BBC Turns To Dirac Pro To Navigate HD In Beijing
Apr 16, 2008 - 4:12:10 PM

Email this article
 Printer friendly page
By Carolyn Braff

Producing sports in HD is nothing new for the BBC Network, but taking that HD production across the globe to China has created some issues as the countdown to the Opening Ceremonies continues. The BBC’s technical team, however, is up to the task and has found multiple solutions to the problems posed by large-scale HD production.  

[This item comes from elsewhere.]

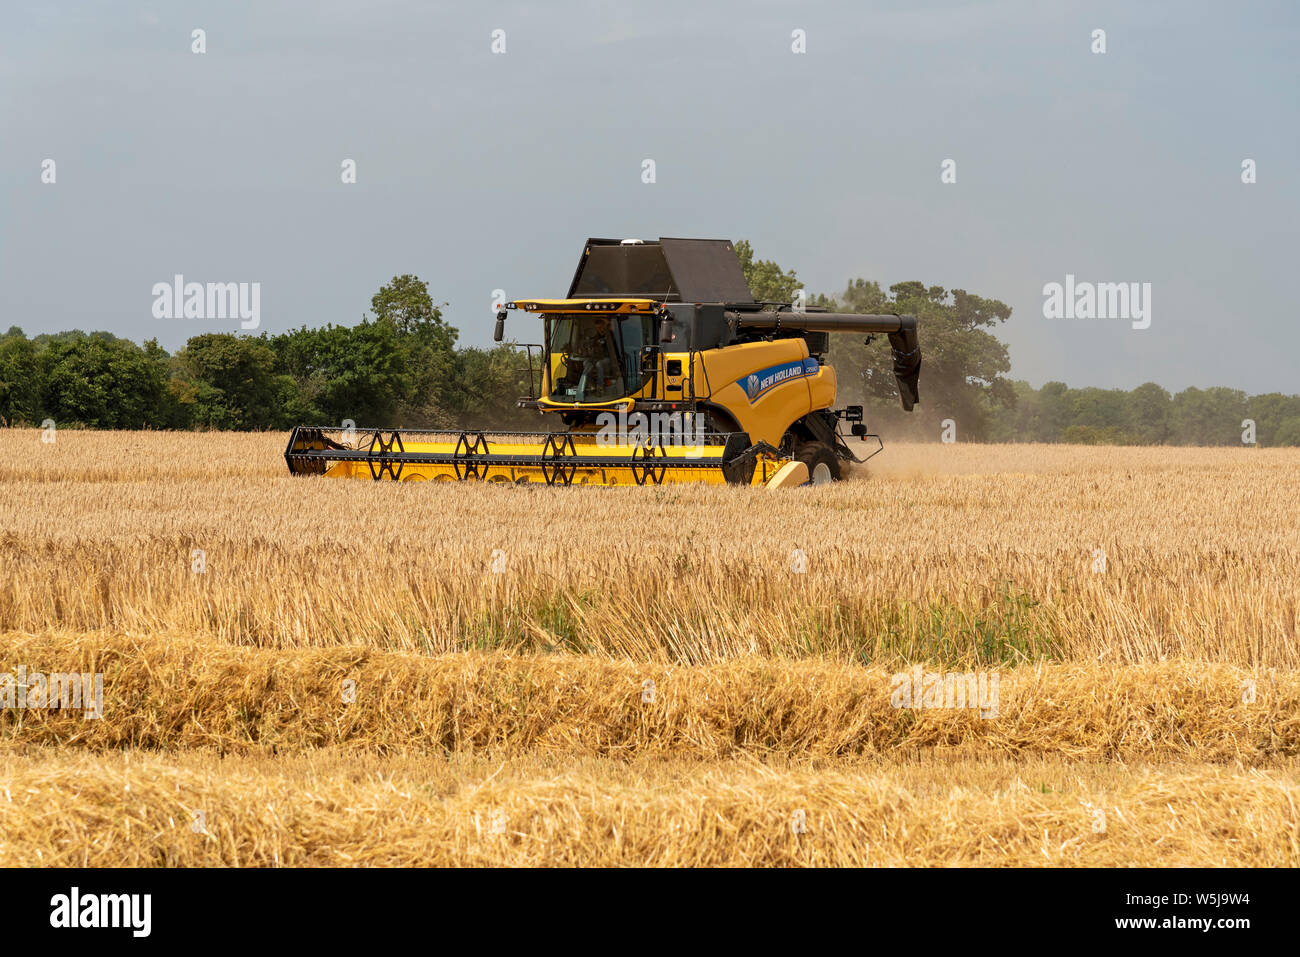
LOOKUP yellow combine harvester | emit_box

“The HD aspect isn’t new to us, but in terms of the impact of HD, the two things that cause the biggest headaches are cable runs and audio,” explains Charlie Cope, lead editor and technical consultant for BBC post production. “We’ve had to put an awful lot of extra fiber to deal with the length of cable runs, but the most complex thing is the audio.”

Cope explained that while a high definition video feed is relatively simple, the audio tends to complicate matters in terms of how to allocate audio tracks to different operations. The audio distribution from the host broadcaster is in 5.1 and while the BBC does not have to spend money to decode and encode it, the network does need to provide a stereo option for its news division.  

“You have to be a bit inventive in how you manage that,” Cope says.

Another issue is a lack of high definition circuits.  

“We have a lot of aspirations to deliver the venues in HD, but we only have SD circuits booked,” Cope explains. To get around that, the BBC is experimenting with Dirac Pro, which allows HD to be carried on an uncompressed SD circuit using motion compensated wavelet coding.

“It can bring an HD feed back into the IBC, but there are monitoring issues, since you can’t pick out problems on a monitor from a scrambled signal,” Cope says.  

The BBC is also splitting its environment, relying on a Split Remote Concept to send the feed to London for editing before transmitting the final version from Beijing, which can create further sound issues.

“The latency between London and Beijing is 380 milliseconds, so that’s one of the big challenges is how you deal with that,” Adams explains. “Worst case scenario, it gets delivered back in SD and upconverted.”